Here, x_i and y_i represent the values of the i-th parameter in experiments x and y, respectively, and n is the total number of experimental parameters.

Kernel-based support vector classifier

We used a support vector classifier (SVC) with a custom distance-based kernel (Eq. (4)) to predict single-phase spinel formation, and evaluated its performance using leave-one-out cross-validation (LOOCV). At each LOOCV iteration, one sample experiment was reserved for testing, while the remaining samples formed the training set. We first scaled each feature into the range [0, 1] using a transformation. Then the pairwise Euclidean distances among the training samples (X_train) and between each test sample and the training set were calculated. These distance matrices replaced the original input features, allowing the SVC to learn a classification boundary based on the distance profiles in the higher dimensional space. At inference, we obtained both a class label (single-phase vs. multi-phase) and the decision-function score. The latter is the absolute distance from the decision boundary, which was normalized to serve as an uncertainty measure.

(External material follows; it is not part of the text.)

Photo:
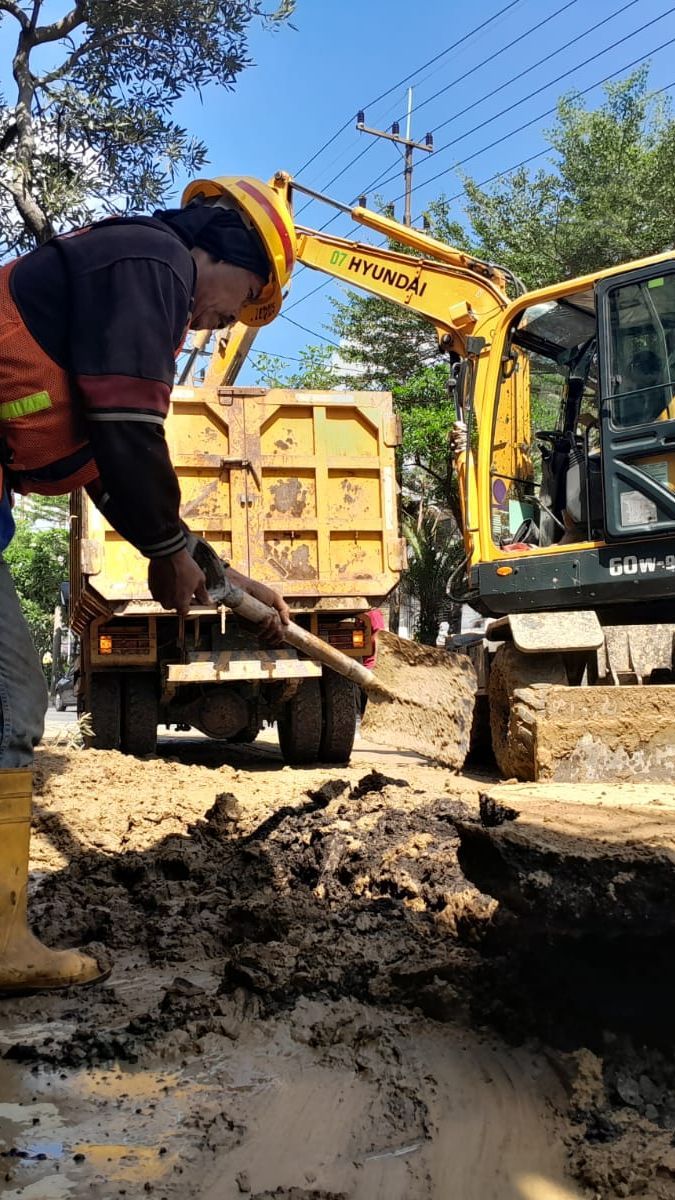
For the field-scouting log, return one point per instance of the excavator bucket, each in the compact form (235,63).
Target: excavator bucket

Synthetic design space exploration

We defined a parameter grid to systematically explore the experimental design space. The experimental variables include metal concentration, which takes values from 0.2 to 3.0 in increments of 0.2; metal amount, ranging from 0.2 to 2.0 with a step of 0.2; K₂CO₃ concentration, varying from 0.1 to 0.45 in steps of 0.05; rate, an integer parameter spanning from 1 to 18; and precipitation order, a binary parameter (0 or 1). The Cartesian product of these parameters yields 43200 unique experimental conditions. For each sample point, our kernel classifier is applied to estimate the uncertainty, measured as the deviation from a probability of 0.5, where higher values signify predictions that are nearer to the decision boundary. This approach enables efficient in-silico navigation of the high-dimensional design space, while providing quantitative uncertainty estimates for the phase predictions.

Performance metrics

To evaluate the performance of the binary classifier, we use two common metrics: accuracy and the area under the receiver operating characteristic (AUROC). Accuracy is calculated as the proportion of correct predictions (true positives and true negatives) out of the total number of predictions:

$${{\rm{Accuracy}}}=\frac{TP+TN}{TP+TN+FP+FN},$$

(5)

where TP is the number of true positives, TN is the number of true negatives, FP is the number of false positives, and FN is the number of false negatives. AUROC measures the ability of the classifier to rank positive instances higher than negative ones, accounting for different discrimination thresholds. Formally, it is given by the integral of the true positive rate (TPR) as a function of the false positive rate (FPR):

$${{\rm{AUROC}}}=\int_{0}^{1}{{\rm{TPR}}}\,d({{\rm{FPR}}}),$$

(6)

where \({{\rm{TPR}}}=\frac{TP}{TP+FN}\) and \({{\rm{FPR}}}=\frac{FP}{TN+FP}\).